London, March 14: Cabinet divisions over Iraq widened last night after Robin Cook indicated that he was prepared to join Clare Short in resigning from the government if Britain went to war without explicit authority from the UN.
At the same time, ministers held back from authorising military action to allow time for last-ditch diplomatic efforts to reach agreement on a new UN resolution.
Cook, the leader of the Commons, and Short, the international development secretary, underlined their concerns about the legality of war without a UN mandate.
Both remain in the government until an emergency Cabinet meeting, expected on Monday, which could take the decision to commit British troops. It would be followed by a full-scale Commons debate on Tuesday.
Cook stressed the importance of MPs being allowed a vote before conflict began, and said he was prepared to ask the Speaker to recall Parliament over the weekend if necessary. He even joked about the possibility of allowing time for ministerial resignation statements.

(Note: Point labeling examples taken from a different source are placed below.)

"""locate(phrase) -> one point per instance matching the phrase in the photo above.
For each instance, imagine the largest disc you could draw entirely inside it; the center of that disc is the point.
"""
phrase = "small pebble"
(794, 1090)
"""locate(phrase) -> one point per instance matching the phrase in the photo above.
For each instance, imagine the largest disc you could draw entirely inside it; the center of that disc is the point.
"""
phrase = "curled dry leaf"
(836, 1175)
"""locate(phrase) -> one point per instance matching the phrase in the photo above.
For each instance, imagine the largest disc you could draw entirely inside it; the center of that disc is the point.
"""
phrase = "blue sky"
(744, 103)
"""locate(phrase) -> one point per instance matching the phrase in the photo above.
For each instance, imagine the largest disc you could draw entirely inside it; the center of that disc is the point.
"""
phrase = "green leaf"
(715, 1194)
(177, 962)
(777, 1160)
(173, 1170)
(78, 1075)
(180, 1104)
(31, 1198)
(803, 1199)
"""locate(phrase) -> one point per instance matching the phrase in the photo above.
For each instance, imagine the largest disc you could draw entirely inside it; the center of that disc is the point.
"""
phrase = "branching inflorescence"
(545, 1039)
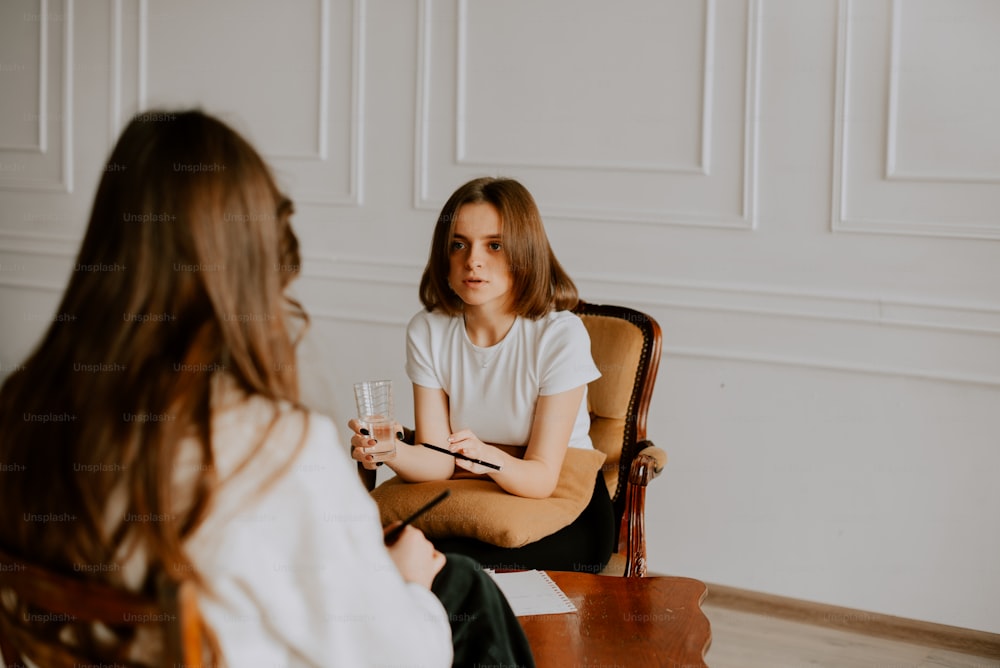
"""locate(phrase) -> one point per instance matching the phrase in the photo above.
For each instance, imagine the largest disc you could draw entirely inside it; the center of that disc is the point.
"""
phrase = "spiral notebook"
(532, 593)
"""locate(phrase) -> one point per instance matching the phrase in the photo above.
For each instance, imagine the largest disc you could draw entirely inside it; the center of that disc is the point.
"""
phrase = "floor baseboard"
(969, 641)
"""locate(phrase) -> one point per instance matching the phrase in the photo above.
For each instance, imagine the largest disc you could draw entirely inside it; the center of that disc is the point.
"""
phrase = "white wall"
(806, 195)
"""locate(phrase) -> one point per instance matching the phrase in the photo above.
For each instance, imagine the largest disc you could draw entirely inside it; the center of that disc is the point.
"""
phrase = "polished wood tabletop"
(650, 621)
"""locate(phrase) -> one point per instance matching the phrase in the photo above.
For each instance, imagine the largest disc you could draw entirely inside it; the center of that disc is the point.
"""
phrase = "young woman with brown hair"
(500, 368)
(159, 422)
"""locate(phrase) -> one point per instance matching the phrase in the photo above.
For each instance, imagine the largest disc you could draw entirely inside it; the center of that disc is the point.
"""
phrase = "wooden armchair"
(625, 345)
(39, 608)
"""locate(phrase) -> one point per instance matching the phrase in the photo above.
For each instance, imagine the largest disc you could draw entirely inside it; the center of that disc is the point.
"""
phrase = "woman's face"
(480, 272)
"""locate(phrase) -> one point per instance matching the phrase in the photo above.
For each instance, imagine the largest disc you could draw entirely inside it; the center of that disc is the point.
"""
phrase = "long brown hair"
(540, 284)
(181, 273)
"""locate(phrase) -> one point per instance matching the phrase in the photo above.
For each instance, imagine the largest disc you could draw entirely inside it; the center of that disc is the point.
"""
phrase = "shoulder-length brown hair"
(540, 284)
(181, 274)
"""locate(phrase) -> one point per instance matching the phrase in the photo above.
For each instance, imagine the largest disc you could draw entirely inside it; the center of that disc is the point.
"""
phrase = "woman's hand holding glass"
(364, 447)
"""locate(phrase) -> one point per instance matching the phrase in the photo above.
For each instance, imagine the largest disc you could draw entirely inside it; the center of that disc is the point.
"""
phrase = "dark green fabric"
(485, 632)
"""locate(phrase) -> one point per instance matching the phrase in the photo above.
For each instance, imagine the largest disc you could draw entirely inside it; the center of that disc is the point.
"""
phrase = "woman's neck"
(487, 329)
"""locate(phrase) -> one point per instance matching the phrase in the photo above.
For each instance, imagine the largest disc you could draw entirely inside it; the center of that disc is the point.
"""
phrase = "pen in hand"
(392, 535)
(459, 455)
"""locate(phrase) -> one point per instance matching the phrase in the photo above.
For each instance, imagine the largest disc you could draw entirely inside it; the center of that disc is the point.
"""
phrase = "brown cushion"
(481, 509)
(617, 349)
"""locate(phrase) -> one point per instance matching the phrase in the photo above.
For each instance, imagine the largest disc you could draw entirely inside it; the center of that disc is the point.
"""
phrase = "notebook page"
(532, 593)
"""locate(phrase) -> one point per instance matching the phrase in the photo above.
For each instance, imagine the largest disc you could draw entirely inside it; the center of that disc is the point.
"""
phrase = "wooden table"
(651, 621)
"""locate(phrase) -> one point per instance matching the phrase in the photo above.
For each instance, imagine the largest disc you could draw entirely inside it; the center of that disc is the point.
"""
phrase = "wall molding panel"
(950, 343)
(876, 191)
(46, 165)
(327, 170)
(662, 191)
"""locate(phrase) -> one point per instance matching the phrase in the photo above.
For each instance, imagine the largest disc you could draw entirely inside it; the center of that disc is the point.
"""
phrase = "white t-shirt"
(299, 572)
(493, 391)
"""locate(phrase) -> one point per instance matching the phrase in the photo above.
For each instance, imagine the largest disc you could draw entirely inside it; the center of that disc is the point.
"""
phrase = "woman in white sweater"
(185, 451)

Downing Street insisted that the Prime Minister had not yet given up hope of achieving UN backing for a second resolution — even though he told ministers yesterday that the existing resolution 1441 provided legal backing for the use of force.
“We accept getting a UN resolution is very difficult — but we don’t accept it is over,” Prime Minister Tony Blair’s spokesman said.
Blair however agreed with US President George W. Bush that the quest for another UN resolution would have to be abandoned by Tuesday at the latest. Ari Fleischer, Bush’s spokesman, said: “What you are seeing is the President going the last mile on behalf of diplomacy. There is an end to that road. The end is coming into sight.”
Washington hawks had also expressed opposition to any further delay at the UN and criticised Blair for pursuing a “fool’s chase” by searching for an agreement that was not possible.
“Blair is hurting himself by dragging this out,” a senior Bush administration member told The Daily Telegraph.